# Deploy GPTJ with Elastic Inference on Amazon SageMaker


# Setup

To start, we import some Python libraries and initialize a SageMaker session, S3 bucket and prefix, and IAM role.

In [None]:
# need torch 1.3.1 for elastic inference
!pip install torch==1.3.1
!pip install transformers

In [None]:
import os
import numpy as np
import pandas as pd
import sagemaker

sagemaker_session = sagemaker.Session()

bucket = sagemaker_session.default_bucket()
prefix = "sagemaker/pytorch-gptj"

role = sagemaker.get_execution_role()

## Use a pretrained model

## Elastic Inference

Selecting the right instance type for inference requires deciding between different amounts of GPU, CPU, and memory resources, and optimizing for one of these resources on a standalone GPU instance usually leads to under-utilization of other resources. [Amazon Elastic Inference](https://aws.amazon.com/machine-learning/elastic-inference/) solves this problem by enabling us to attach the right amount of GPU-powered inference acceleration to our endpoint. In March 2020, [Elastic Inference support for PyTorch became available](https://aws.amazon.com/blogs/machine-learning/reduce-ml-inference-costs-on-amazon-sagemaker-for-pytorch-models-using-amazon-elastic-inference/) for both Amazon SageMaker and Amazon EC2.

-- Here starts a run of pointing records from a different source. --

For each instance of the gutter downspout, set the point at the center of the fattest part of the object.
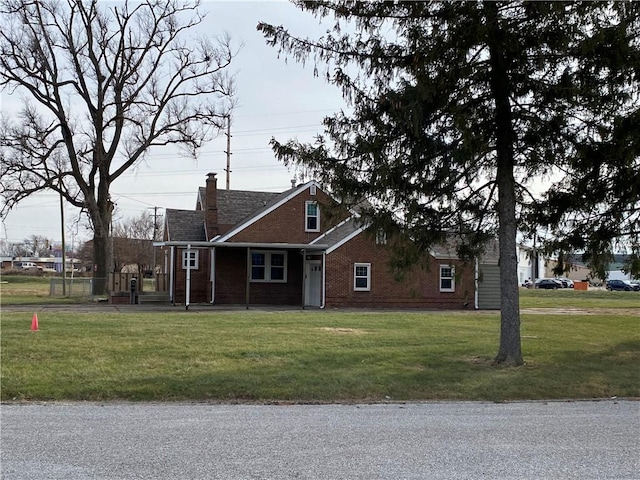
(304, 277)
(248, 278)
(323, 298)
(476, 295)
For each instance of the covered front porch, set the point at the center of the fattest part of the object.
(234, 273)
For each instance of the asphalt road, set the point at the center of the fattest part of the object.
(539, 440)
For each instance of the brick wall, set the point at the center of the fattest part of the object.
(200, 278)
(286, 224)
(420, 287)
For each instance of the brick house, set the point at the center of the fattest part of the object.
(256, 248)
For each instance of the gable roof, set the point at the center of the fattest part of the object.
(185, 225)
(340, 234)
(236, 205)
(267, 208)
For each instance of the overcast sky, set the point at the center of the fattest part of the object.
(276, 99)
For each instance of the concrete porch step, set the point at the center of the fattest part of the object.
(153, 297)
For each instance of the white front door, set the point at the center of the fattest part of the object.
(313, 284)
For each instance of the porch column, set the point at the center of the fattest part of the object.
(304, 276)
(248, 280)
(213, 275)
(172, 263)
(187, 292)
(324, 279)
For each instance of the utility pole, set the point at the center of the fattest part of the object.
(64, 258)
(155, 236)
(228, 150)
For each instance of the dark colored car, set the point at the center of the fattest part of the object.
(548, 283)
(622, 285)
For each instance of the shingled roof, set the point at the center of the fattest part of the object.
(237, 205)
(185, 225)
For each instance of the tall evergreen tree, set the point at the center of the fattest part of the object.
(463, 114)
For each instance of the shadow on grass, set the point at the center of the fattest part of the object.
(349, 377)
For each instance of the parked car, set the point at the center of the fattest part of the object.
(30, 266)
(548, 283)
(566, 282)
(622, 286)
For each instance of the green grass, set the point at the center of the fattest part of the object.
(313, 357)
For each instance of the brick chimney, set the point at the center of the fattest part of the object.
(211, 206)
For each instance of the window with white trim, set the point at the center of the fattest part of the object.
(447, 278)
(267, 266)
(312, 217)
(362, 277)
(190, 257)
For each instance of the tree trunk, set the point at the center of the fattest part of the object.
(510, 351)
(101, 215)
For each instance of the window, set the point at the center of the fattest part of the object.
(268, 266)
(447, 280)
(312, 217)
(190, 257)
(362, 277)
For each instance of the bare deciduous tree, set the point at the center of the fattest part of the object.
(102, 85)
(133, 242)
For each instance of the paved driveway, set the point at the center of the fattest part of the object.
(539, 440)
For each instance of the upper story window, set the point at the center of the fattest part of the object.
(362, 277)
(267, 266)
(312, 217)
(447, 278)
(190, 259)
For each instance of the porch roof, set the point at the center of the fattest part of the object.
(262, 245)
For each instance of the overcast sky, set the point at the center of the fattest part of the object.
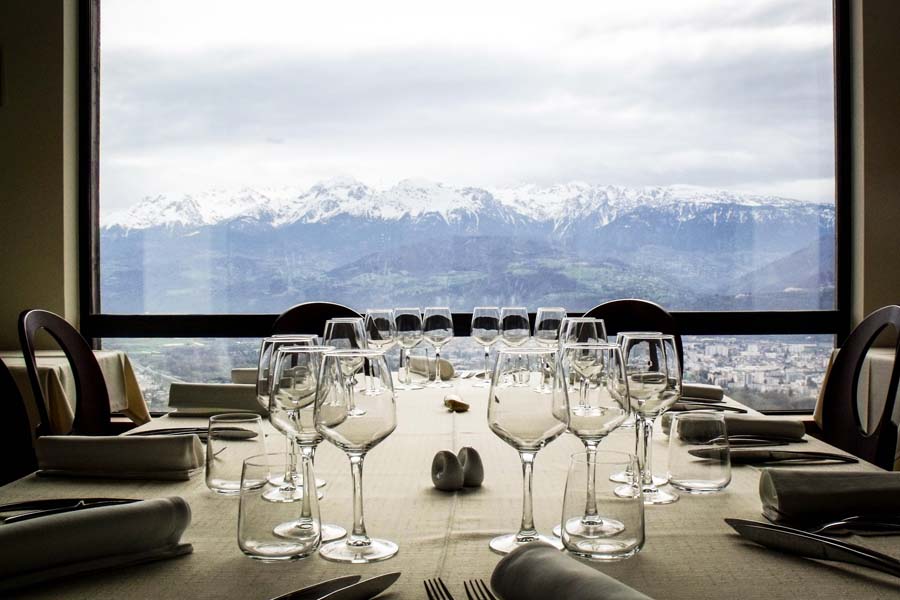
(727, 94)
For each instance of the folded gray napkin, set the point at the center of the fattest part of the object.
(538, 571)
(424, 366)
(205, 399)
(702, 391)
(737, 424)
(246, 375)
(123, 457)
(91, 539)
(817, 496)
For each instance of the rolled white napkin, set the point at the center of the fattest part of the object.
(425, 366)
(817, 496)
(91, 539)
(129, 457)
(245, 375)
(538, 571)
(205, 399)
(737, 424)
(702, 391)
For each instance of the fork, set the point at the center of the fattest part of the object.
(436, 590)
(477, 589)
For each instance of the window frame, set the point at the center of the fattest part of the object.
(96, 325)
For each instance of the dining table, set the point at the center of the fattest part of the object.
(58, 383)
(690, 552)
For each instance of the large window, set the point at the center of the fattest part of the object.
(402, 153)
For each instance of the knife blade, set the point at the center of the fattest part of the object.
(318, 590)
(810, 545)
(755, 456)
(48, 503)
(364, 590)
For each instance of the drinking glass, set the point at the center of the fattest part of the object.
(291, 407)
(699, 456)
(348, 333)
(381, 330)
(356, 434)
(409, 335)
(486, 333)
(654, 384)
(258, 536)
(231, 438)
(437, 329)
(546, 325)
(286, 481)
(527, 418)
(514, 327)
(602, 407)
(619, 534)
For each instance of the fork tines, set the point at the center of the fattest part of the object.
(477, 589)
(436, 590)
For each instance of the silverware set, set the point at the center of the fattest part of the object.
(476, 589)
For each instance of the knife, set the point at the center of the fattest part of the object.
(810, 545)
(364, 590)
(753, 456)
(64, 509)
(323, 588)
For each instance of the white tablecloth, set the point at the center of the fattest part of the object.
(690, 552)
(58, 384)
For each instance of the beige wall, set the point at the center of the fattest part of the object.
(877, 155)
(38, 172)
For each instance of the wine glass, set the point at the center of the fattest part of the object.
(409, 335)
(291, 411)
(486, 332)
(604, 406)
(437, 329)
(546, 325)
(287, 482)
(381, 330)
(348, 333)
(356, 434)
(654, 384)
(527, 418)
(514, 326)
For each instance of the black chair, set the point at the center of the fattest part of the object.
(92, 414)
(632, 314)
(841, 421)
(15, 431)
(310, 317)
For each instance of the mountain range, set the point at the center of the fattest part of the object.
(425, 243)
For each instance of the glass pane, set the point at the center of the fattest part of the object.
(402, 153)
(770, 372)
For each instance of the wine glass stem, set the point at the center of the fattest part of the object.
(437, 365)
(358, 536)
(527, 529)
(590, 505)
(646, 424)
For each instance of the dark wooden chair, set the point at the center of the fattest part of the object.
(92, 414)
(841, 422)
(632, 314)
(15, 431)
(310, 317)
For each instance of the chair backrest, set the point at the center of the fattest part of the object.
(15, 431)
(841, 422)
(92, 398)
(632, 314)
(310, 317)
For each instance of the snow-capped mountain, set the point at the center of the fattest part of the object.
(415, 199)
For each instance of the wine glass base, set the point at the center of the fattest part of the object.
(591, 527)
(344, 551)
(505, 544)
(654, 495)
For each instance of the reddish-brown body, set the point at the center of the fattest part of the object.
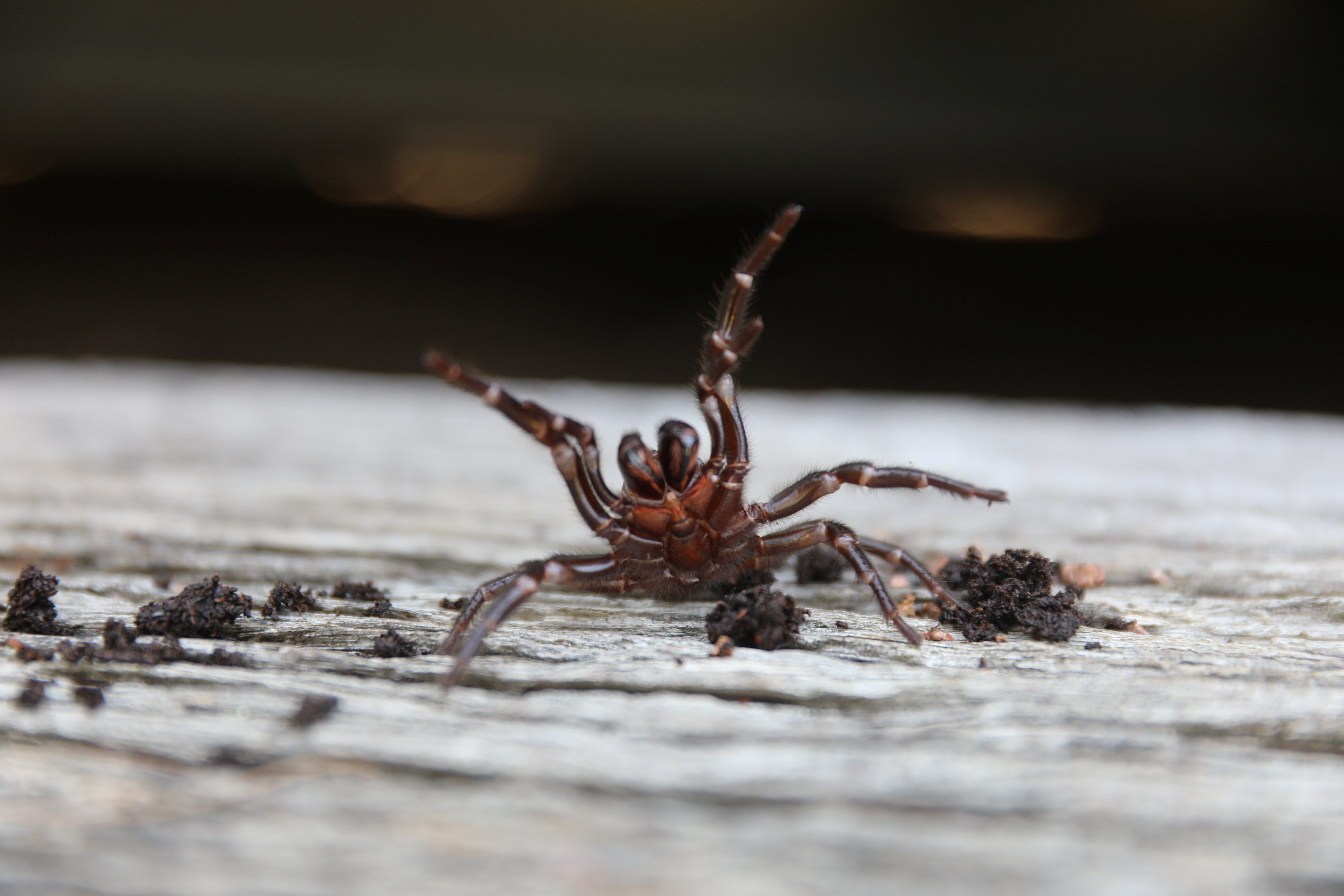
(679, 522)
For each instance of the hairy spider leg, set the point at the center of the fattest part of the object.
(898, 557)
(849, 545)
(815, 487)
(601, 573)
(483, 593)
(725, 346)
(592, 496)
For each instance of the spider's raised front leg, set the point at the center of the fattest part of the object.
(725, 346)
(591, 492)
(815, 487)
(595, 573)
(849, 545)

To use Elastic Inference, we must convert our trained model to TorchScript. The location of the model artifacts is `estimator.model_data`. 

First we create a folder to save model trained model, and download the `model.tar.gz` file to local directory. 

In [None]:
%%sh -s $estimator.model_data
pip install git+https://github.com/finetuneanon/transformers@gpt-j
mkdir model
curl https://gist.githubusercontent.com/finetuneanon/a55bdb3f5881e361faef0e96e1d41f09/raw/e5a38dad34ff42bbad188afd5e4fdb2ab2eacb6d/gpt-j-6b.json > model/config.json
curl https://zhisu-nlp.s3.us-west-2.amazonaws.com/gpt-j-hf/pytorch_model.bin  > model/pytorch_model.bin

In [None]:
import transformers
from transformers import GPT2Tokenizer, GPTNeoForCausalLM
tokenizer = GPT2Tokenizer.from_pretrained("EleutherAI/gpt-neo-2.7B")
model = GPTNeoForCausalLM.from_pretrained("./model")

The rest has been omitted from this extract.